"Die dich mögen, die sind alle hier. Wir haben extra frei genommen und sind gern zu Dir gekommen", sang der Bürgermeisterchor im Sommer 2012 zum 60. Geburtstag des Rugendorfer Bürgermeisters Martin Weiß. Bei der Nominierung im Haus der Jugend waren aber eben nicht nur die da, die ihn mögen, sondern offenbar auch andere.

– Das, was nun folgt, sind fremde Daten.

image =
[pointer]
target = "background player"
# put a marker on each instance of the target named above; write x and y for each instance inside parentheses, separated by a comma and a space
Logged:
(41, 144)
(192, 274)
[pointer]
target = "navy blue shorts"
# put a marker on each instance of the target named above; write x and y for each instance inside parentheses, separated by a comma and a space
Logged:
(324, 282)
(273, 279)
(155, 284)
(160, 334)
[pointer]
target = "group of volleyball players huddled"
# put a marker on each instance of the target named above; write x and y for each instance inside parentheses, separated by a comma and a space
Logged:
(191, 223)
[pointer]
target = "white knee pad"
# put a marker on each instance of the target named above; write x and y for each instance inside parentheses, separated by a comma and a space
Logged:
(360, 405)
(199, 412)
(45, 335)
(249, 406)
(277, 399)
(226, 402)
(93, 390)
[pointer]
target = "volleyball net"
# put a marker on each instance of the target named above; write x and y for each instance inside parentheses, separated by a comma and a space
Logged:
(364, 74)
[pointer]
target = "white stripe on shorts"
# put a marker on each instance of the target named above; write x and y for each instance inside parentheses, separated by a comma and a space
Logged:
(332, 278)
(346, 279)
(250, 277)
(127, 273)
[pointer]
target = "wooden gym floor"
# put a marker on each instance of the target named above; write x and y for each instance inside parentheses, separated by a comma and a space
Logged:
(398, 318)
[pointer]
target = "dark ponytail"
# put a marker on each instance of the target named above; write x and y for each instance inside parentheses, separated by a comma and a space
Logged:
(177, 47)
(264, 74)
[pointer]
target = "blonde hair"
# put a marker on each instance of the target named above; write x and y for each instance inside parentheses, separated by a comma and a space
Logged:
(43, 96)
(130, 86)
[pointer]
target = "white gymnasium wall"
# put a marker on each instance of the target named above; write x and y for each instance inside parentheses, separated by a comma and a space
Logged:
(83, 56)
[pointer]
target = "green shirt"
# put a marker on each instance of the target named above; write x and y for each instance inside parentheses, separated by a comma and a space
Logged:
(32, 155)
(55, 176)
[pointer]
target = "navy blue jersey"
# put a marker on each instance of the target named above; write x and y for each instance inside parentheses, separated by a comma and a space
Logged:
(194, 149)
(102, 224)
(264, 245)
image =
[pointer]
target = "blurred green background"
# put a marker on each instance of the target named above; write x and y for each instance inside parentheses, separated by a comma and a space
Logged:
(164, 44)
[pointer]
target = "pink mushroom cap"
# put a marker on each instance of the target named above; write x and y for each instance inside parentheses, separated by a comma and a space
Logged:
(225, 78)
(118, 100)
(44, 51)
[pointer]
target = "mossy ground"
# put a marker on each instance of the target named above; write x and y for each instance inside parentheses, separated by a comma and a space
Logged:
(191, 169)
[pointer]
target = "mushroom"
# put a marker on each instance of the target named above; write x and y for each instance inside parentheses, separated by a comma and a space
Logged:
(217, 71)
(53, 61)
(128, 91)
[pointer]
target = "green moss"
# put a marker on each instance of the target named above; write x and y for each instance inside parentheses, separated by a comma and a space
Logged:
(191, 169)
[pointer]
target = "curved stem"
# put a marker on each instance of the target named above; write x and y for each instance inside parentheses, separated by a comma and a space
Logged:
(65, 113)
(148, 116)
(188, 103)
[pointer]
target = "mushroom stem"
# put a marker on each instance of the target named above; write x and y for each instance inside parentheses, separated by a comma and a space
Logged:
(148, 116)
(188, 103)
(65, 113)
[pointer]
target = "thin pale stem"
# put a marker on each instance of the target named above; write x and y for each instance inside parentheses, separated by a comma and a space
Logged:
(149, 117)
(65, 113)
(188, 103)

Bürgermeister Martin Weiß unterlag im zweiten Wahlgang mit 32 Stimmen seinem Herausforderer Ralf Holzmann, der auf 59 Stimmen kam. Zunächst ein Schock für den amtierenden Bürgermeister. "Ja, es war schon überraschend, dass ausgerechnet ein Gemeinderatskollege sich aufstellen lässt. Einer, der in der Vergangenheit voll mit dabei war und der alle Entscheidungen mitgetragen hat.
Klar, bin ich enttäuscht", sagt Martin Weiß.

Viel auf den Weg gebracht

Und weiter: "Ich weiß, dass meine Art, klare Aussagen zu treffen und ehrlich zu sein, nicht bei allen ankommt. Aber wir haben in den vergangenen fünfeinhalb Jahren unser Bestes für Rugendorf getan und haben auch einiges auf den Weg gebracht", sagt Weiß.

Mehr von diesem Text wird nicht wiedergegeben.